The Botswana Development Corporation (BDC) has sold its employee a donga for over P470, 000 through its subsidiary Malutu Enterprises (Pty) Ltd and allegedly expects her to build a home from there or, better still, engage in farming.
The sale of the 100 plots at Lion Park Small Holdings took place in 2006.
The corporation sold its Principal Accountant, Masego Phetlhu, the donga, which is a ditch formed by the erosion of soil, on 7 August 2006. This was after the BDC had come to its staff dangling a carrot in the form of a management recommendation to set up a temporary loan facility to enable employees to purchase plots measuring four hectares at its Lion Park Small Holding south of Gaborone.
The BDC had not responded to enquiries by the Sunday Standard by the time of going to press.
For five years, Phetlhu and her husband, Dithuso Phetlhu – a geotechnical engineer who made the gruesome find, have been fighting the corporation from deep inside the donga that they are forced to construct a home or run an agribusiness that they have now taken the legal route. All the same, the BDC has been deducting monthly payments of P7150.49 towards her P474, 205.05 loan. The BDC had instructed staff to pay their loans within a period of 12 months.

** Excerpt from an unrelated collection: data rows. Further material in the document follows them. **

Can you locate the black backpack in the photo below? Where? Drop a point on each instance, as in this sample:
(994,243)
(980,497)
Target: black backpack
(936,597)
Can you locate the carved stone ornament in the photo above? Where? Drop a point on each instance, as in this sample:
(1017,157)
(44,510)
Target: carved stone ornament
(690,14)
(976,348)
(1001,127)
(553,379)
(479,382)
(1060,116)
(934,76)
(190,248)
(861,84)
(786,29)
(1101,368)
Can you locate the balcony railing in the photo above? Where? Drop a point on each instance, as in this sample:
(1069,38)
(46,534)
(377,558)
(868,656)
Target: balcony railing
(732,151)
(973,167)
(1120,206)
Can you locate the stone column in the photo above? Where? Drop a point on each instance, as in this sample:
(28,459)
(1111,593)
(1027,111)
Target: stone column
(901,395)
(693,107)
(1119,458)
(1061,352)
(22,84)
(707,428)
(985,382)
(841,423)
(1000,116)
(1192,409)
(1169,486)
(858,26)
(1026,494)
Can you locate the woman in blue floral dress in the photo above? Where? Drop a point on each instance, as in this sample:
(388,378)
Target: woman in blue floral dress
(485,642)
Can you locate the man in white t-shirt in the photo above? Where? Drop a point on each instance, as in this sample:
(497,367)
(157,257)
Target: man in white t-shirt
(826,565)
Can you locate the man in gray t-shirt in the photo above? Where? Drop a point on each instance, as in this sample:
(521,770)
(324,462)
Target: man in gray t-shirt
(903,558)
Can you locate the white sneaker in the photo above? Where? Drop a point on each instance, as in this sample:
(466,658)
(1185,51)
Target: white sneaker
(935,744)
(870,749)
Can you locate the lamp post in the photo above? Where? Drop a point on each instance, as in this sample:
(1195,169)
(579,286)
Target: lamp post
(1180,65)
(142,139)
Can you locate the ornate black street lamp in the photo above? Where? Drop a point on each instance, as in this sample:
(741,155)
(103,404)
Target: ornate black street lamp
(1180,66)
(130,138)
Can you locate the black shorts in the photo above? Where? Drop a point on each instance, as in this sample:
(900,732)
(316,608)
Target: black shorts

The Plot, 113, is a portion used as an open space as approved by the Town and Country Planning Board ÔÇô a statutory body mandated to control development in the country.
An environmentalist says, according to the approved layout for Farm Crocodile Pools, where Phetlhu was allegedly misled to purchase a donga, has been zoned as an open space and not an agricultural holding. Hers is a part of an open space that stretches along the river separating all proposed plots from the river. It is part of a flood plain located within a waterway that drains into Notwane River.
Dumped in a donga and the BDC unwillingness to compensate them or provide another portion of land, husband and wife are dragging the BDC to court. Their case could be heard as early as April.
Petlhu’s lawyer, Kgalalelo Monthe, said he was not at liberty to disclose client information but confirmed that he is handling such a case.
An input from Enviro Solve Consultancy managing director, Gaogakwe Ikgopoleng, over the controversial sale is that the BDC has deviated from an approved layout by selling an open space as an agricultural holding, first and second respondents respectively, failed to conduct Environmental Impact Assessment with the provisions of the EIA Act of 2005. There was no Environmental Management Plan, no Flood Assessment study carried out, and no Archaeological Impact Assessment.
She argues despite the above, the BDC applied to develop the piece of land (the donga that she has been sold) and was rejected by the Department of Town and Regional Planning.